PROBLEM: How will we replicate all the content on desktop in our mobile web experience?
Readers hate when your mobile sites were truncated versions of the desktop site.

SOLUTION: Mobilize all the content most important to readers in our mobile web experience. Legal and administrative content was left in their original formats.





PROBLEM: How do we make the research tools experience on mobile web, truly useful?
I had to ensure our experience was useful in the field, especially on car lots where potential buyers were expecting realtime answers to queries about their next big purchase.

SOLUTION: We changed the form factor and I changed the way data is visualized — making the research experience on mobile web, truly useful.



I introduced clear, simple data visualization and a swipe gesture to the compare experience so users could easily make sense of specifications at a glance. This would prove especially useful on the dealer car lot. See a scrollable preview.

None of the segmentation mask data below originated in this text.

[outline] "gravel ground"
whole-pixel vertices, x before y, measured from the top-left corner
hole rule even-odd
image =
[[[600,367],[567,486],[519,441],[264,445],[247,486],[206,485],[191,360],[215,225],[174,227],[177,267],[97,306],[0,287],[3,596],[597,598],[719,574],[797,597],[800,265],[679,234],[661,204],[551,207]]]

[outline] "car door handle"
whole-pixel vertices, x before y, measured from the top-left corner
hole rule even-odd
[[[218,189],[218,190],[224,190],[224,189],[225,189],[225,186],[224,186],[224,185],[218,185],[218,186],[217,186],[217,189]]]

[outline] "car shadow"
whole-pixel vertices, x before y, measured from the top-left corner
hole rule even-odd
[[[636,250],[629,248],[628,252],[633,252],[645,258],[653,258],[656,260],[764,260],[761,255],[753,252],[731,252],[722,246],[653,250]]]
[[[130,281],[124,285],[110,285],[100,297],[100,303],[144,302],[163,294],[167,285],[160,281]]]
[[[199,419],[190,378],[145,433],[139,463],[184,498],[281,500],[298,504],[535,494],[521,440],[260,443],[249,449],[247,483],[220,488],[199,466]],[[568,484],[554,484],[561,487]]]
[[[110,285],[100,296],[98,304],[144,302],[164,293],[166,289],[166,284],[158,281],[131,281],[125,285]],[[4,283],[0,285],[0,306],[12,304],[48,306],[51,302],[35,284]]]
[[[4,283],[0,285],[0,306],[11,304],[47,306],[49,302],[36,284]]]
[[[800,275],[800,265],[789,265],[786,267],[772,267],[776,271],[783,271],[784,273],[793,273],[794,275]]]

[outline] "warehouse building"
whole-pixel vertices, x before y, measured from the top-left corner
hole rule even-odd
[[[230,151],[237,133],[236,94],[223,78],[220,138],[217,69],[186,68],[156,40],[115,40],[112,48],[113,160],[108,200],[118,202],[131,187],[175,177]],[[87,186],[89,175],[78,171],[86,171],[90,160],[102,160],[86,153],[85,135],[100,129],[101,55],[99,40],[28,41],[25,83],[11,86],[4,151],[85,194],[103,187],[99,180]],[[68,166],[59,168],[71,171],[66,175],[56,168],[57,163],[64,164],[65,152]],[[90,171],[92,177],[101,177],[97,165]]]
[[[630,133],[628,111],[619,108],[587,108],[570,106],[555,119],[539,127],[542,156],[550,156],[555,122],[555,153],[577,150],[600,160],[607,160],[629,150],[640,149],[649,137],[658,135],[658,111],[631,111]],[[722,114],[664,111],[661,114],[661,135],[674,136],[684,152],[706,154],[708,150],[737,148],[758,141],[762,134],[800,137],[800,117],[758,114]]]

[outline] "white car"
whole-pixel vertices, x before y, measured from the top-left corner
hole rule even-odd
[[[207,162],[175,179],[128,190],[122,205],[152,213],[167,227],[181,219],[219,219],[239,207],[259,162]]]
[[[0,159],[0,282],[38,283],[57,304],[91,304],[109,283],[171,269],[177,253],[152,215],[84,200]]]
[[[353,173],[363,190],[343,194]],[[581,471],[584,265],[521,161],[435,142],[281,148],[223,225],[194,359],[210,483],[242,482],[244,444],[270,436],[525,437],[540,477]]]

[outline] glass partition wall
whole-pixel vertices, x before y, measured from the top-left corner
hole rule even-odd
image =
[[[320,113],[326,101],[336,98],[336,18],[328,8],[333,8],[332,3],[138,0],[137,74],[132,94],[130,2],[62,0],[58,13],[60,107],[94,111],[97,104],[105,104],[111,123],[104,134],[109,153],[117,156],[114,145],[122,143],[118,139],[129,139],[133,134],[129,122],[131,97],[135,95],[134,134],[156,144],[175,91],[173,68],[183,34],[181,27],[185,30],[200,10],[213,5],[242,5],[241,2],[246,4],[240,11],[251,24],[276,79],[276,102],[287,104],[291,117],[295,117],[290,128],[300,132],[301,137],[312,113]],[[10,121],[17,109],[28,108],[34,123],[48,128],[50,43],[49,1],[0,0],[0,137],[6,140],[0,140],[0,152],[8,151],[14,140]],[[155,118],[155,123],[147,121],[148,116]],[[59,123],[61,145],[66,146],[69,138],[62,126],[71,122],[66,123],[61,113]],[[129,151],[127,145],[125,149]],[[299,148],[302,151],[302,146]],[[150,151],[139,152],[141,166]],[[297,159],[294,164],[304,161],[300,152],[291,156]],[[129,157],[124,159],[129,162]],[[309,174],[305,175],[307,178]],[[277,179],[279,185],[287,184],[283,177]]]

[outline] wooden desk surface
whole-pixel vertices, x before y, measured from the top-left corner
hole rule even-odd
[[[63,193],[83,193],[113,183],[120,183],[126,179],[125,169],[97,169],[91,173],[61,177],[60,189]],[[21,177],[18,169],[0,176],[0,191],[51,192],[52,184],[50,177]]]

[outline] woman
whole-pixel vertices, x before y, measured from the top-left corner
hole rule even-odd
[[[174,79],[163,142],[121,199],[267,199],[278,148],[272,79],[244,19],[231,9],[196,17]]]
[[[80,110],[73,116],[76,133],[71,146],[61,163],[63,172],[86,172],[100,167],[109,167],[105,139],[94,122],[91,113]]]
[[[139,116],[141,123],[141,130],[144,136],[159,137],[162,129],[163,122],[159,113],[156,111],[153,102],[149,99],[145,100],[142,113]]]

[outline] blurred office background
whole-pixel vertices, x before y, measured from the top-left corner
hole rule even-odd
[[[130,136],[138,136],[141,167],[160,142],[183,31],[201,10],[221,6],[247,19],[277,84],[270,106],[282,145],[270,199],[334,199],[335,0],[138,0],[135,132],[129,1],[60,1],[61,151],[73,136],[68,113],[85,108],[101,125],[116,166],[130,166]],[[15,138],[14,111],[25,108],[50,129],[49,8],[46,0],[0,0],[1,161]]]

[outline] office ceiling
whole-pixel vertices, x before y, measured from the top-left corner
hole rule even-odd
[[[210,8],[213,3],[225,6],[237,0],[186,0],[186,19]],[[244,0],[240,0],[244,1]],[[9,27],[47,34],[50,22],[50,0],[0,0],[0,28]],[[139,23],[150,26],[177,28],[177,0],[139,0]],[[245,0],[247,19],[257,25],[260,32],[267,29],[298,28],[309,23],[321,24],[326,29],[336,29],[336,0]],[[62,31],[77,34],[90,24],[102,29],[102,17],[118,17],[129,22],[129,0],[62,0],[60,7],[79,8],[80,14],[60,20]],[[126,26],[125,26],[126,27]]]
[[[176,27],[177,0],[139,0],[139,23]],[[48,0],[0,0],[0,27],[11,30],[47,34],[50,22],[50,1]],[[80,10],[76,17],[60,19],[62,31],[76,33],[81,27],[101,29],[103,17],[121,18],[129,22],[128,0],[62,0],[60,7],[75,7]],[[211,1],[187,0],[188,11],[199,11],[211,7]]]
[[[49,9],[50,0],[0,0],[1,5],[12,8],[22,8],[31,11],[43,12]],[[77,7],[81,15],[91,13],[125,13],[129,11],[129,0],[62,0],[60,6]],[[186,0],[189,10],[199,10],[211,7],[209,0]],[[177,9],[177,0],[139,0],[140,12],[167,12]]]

Being sensitive to mobile download speeds, I designed the user experience so  details relating to a chosen vehicle would load with all but the first section collapsed. The other sectional content would load in the background. Users would tap to open only the specific sections in which they were interested.



On the content sites, we replicated unified flows across all the brands. Exceptions were made for brands with divergent content types.



For research tools we kept flows consistent under the AolAutos umbrella. Specific flows had to be accommodated for new and used cars as well as Kelly Blue Book data.



A cross section of hybrid specification docs.




The Autos Group benefit from our expertise on the twenty plus brands we mobilized prior to this project. We leveraged all of our collective experience and brought the best of breed solutions from a process we had unofficially dubbed WebSpinner. The bug-free code behind evolved mobile photo galleries, mobile video players, and custom formatted content was married to our own gesture and swipe libraries. The shorthand developed between product, dev and UX/Design teams allowed us to launch bona fide versions of the four sites in weeks, not months.




As big of a lift as getting the Search, Research and Buying Tools designed for a mobile web user experience was, making sure it actually worked was a bigger lift. Our developers worked diligently to bring my designs and our collective visions to life.

I would be out of pocket* in South East Asia for over a month without a reliable internet connection so I erred on the side of over-documentation. Wireframes, flows, visual design, behavior, and specifications were all laid out as hybrid artifacts with redundant documentation.

Physical assets were cut for both retina and non-retina devices and the hand-off of the package was akin to Lego's Ultimate Collector’s Millennium Falcon. The desired result was that my documentation would be so complete if the developers had any questions they could easily find the answers. At the very least they should be able to deduce the logical conclusion based on existing patterns. At the time, unlike apps running on Android or iOS, universally accepted and preexisting SDKs, HIGs and fully fleshed out bootstrap kits for mobile web did not exist.

We launched with New Cars being the primary focus. Kelly Blue Book features were added next and Used Cars were dependent on back-end support — since the sources for this data were numerous.




The most feared customer on a dealer car lot used to be the pipe smoking, clipboard carrying Dad with his earmarked copies of Consumer Reports.

Now with the ubiquity of smartphones, we are all informed consumers. This is why the Autos team went with a mobile website versus a mobile app. We'd plan and develop apps like My Garage in the future, but in this case, speed to market was paramount. The web platform was more forgiving and allowed us to address iOS and Android simultaneously. We wanted to arm our readers with the best tools possible to make the second biggest purchase of their lives.

Autoblog grew to become a juggernaut, the umbrella brand for the other Auto Group properties. Today, when you initiate a new car search it redirects to AutoBlog's research, buying and ownership tools.

*All work and no play makes Monirom a dull boy.